HABER MERKEZİ (08.07.2014)- Kalbinin % 70’i çalışmayan hasta tutsak Abdullah Kalay, Kocaeli Tıp Fakültesi’nin “cezaevinde kalamaz, mahkum koğuşlarında bile kalamaz, tahliye edilmeli” yönündeki kararına karşın tahliye edilmiyor.
Adli Tıp Kurumu (ATK), hasta tutsak Kalay’ın hapishanede tutarak ölümüne davetiye çıkarıyor. Ocak 2014’ ten bu yana Adli Tıp Kurumu Üst Kurulu’na yapılan itiraz ile Anayasa Mahkemesi ve Cumhurbaşkanlığı’na yapılan başvurular halen sonuçlanmadı. Hapishanede tutulan Kalay’ın, aynı zamanda Wernicke Korsakoff hastalığı bulunuyor.
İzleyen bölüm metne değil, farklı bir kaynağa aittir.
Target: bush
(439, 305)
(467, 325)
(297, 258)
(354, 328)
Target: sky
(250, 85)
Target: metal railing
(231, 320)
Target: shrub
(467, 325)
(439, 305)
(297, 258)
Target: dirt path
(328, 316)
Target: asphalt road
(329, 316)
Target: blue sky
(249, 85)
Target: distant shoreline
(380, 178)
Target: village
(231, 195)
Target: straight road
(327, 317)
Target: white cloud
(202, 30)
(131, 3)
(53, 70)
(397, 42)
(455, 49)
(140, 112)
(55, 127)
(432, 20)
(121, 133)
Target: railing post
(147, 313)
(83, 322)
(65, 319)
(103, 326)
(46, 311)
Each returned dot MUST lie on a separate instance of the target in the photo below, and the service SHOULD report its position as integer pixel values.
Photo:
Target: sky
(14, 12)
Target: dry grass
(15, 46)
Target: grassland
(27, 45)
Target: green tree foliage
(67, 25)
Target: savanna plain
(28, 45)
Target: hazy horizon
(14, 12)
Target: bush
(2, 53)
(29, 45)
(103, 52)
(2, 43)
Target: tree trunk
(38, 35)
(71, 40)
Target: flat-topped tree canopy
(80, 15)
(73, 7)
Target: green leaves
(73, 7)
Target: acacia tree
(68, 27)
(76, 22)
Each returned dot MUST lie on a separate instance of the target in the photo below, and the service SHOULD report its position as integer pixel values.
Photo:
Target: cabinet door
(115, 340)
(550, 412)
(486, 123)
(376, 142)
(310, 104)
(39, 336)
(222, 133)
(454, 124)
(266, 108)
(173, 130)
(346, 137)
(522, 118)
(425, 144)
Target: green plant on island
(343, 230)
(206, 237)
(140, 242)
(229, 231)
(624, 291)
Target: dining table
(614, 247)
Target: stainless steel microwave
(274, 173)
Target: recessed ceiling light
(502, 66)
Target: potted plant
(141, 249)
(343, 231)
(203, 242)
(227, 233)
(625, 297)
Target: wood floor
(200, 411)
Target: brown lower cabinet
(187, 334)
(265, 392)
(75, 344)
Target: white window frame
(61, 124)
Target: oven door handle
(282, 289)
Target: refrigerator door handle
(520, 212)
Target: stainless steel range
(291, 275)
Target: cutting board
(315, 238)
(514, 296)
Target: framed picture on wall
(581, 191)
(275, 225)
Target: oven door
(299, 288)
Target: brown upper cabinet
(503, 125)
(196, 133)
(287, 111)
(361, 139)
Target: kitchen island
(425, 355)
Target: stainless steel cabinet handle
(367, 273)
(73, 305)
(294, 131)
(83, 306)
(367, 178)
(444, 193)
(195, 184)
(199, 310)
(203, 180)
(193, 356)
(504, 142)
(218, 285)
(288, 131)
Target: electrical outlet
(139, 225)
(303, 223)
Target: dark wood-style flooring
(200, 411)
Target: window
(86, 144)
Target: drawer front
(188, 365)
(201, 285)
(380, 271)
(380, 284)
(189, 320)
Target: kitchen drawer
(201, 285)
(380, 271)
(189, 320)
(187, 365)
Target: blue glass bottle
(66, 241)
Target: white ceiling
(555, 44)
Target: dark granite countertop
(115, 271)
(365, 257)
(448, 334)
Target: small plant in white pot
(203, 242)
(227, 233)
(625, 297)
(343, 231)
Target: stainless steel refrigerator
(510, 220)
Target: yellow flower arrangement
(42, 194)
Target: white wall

Kalbinin yüzde 30’u çalışan Kalay hapishanede kalp krizi geçirmesinin ardından, durumu ağırlaşınca hastaneye sevk edilmişti.
‘Cezaevinde kalamaz’ raporlarına karşın tahliyesi engellenmişti
Kocaeli Üniversitesi Tıp Fakültesi Araştırma ve Uygulama Hastanesi Adli Tıp Ana Bilim Dalı heyeti, 30 Aralık 2013 tarihli raporunda Kalay’ın tahliye edilmesi gerektiğini şu ifadelerle dile getirmişti: “Cezaevinde kalmasının hayati tehlike oluşturabileceği, cezasının infazının resmi sağlık kuruluşlarının mahkumlara ayrılan bölümlerinde devam edilse dahi hayati tehlike oluşturabileceği, hastalığın kronik bir rahatsızlık olduğu, hayat boyu devam edeceği göz önünde bulundurulduğunda cezanın ertelenmesinin gerekeceği, bir yıl sonra tıbbi durumunun tekrar değerlendirilmesinin uygun olacağı…”
Bu raporun ardından Adli Tıp Kurumu’na sevk edilen Kalay’a, 3. Adli Tıp İhtisas Kurulu ise 24 Ocak 2014’te verdiği raporla, Kalay’ın hapishanede kalabileceğini ifade etmişti.
Adli Tıp Kurumu’nun raporunda da Kalay’ın daha önce kalp krizi geçirdiği, kalp yetmezliği olduğu, Wernicke Korsakoff hastası olduğu, ancak buna karşın, “doktoru ve reviri olan cezaevinde kalabileceği” kaydedilmişti.
Abdullah Kalay için üçüncü kez tahliyesi yönünde rapor verildi
Yeniden Kocaeli Üniversitesi Tıp Fakültesi Araştırma ve Uygulama Hastanesi Adli Tıp Ana Bilim Dalı’na sevk edilen Kalay’la ilgili 4 Temmuz’da üçüncü bir rapor hazırlanarak tahliye edilmesi gerektiği belirtildi.
Raporda şu ifadeler yer alıyor: “Geçmişinde kalp krizi öyküsü bulunan ve halen koroner arter hastalığı, kalp yetmezliği tanıları olan hastanın, mevcut rahatsızlıkları da dikkate alındığında cezaevi gibi kapalı, kalabalık, enfeksiyon riski ve stres yükünün fazla olduğu, hem kalp yetmezliği hem de koroner arter hastalığı açısından uygun diyet ve çevresel koşulların olmadığı ortamlarda bulunmasının tekrar kalp krizi geçirmesine, böyle bir durumda da cezaevinde müdahale edilmesinin beklenmediği…”
“Sorulduğu üzere cezaevinde kalmasının hasta için hayati tehlike oluşturabileceği, hastalığın kronik bir rahatsızlık olduğu, hayat boyu devam edeceği göz önünde bulundurulduğunda cezanın ertelenmesinin gerekeceği…”
Hapishanelerde başta Abdullah Kalay olmak üzere yüzlerce ağır hasta tutsak, Adli Tıp Kurumu’nun tutsaklara yönelik ideolojik yaklaşımı sonucu tahliye edilmeyerek ölüme terk ediliyor. Hasta tutsakların mücadelesini büyüterek ‘içeride dışarıda hücreleri parçala” şiarını hep bir ağızdan haykıralım.